At the 2026 World Artificial Intelligence Conference (WAIC), WeRide released the physical AI cognitive foundation large model WIIT, exploring a new direction for artificial intelligence to evolve from data understanding to real-world cognition.

According to the introduction, WIIT proposes the concept of "Minimum Physical Fact Unit (Physical Fact)" based on real-world scenarios. It breaks down continuously changing real environments into identifiable and verifiable basic fact units, and constructs an AI understanding framework for the physical world based on this.

Based on physical facts, WIIT has developed four core capabilities: fact extraction, fact reasoning, fact verification, and fact orchestration.

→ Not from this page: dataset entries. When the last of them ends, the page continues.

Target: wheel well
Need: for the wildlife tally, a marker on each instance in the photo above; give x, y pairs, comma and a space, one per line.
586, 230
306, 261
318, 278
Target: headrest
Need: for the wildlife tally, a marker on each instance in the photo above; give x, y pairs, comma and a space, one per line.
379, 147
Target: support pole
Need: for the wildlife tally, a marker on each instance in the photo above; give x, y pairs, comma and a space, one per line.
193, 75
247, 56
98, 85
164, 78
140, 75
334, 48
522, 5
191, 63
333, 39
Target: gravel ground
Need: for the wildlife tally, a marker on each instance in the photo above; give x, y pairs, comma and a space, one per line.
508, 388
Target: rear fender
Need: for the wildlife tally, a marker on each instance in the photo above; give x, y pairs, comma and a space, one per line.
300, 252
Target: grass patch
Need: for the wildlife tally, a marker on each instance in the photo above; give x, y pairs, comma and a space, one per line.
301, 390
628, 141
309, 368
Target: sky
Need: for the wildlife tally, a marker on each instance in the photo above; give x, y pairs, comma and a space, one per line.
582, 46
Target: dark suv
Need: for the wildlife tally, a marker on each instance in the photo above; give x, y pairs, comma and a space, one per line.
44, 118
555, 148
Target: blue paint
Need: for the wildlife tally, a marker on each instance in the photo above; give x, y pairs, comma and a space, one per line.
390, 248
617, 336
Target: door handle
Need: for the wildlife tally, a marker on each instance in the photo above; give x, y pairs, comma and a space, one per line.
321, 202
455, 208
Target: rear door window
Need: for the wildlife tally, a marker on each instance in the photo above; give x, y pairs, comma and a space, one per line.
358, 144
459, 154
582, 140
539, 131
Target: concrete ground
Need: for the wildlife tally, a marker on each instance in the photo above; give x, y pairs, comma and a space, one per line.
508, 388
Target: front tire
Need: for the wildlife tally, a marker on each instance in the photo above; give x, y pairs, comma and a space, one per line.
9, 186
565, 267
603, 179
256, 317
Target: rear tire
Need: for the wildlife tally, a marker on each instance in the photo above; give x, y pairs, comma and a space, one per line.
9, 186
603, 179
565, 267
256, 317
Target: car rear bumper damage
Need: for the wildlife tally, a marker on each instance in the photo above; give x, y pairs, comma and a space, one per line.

Among them, fact extraction is used to identify key elements from complex environments; fact reasoning helps the model understand the relationships between different facts; fact verification enhances the AI's ability to judge the accuracy of real-world information; and fact orchestration supports the model in organizing tasks and generating decisions based on facts.

WeRide stated that the core challenge of physical AI lies in enabling models not only to process information but also to understand spatial relationships, behavioral logic, and dynamic changes in the real world. By building a cognitive system based on physical facts, WIIT aims to enhance AI's environmental understanding and decision-making capabilities in embodied intelligence scenarios such as autonomous driving and robotics.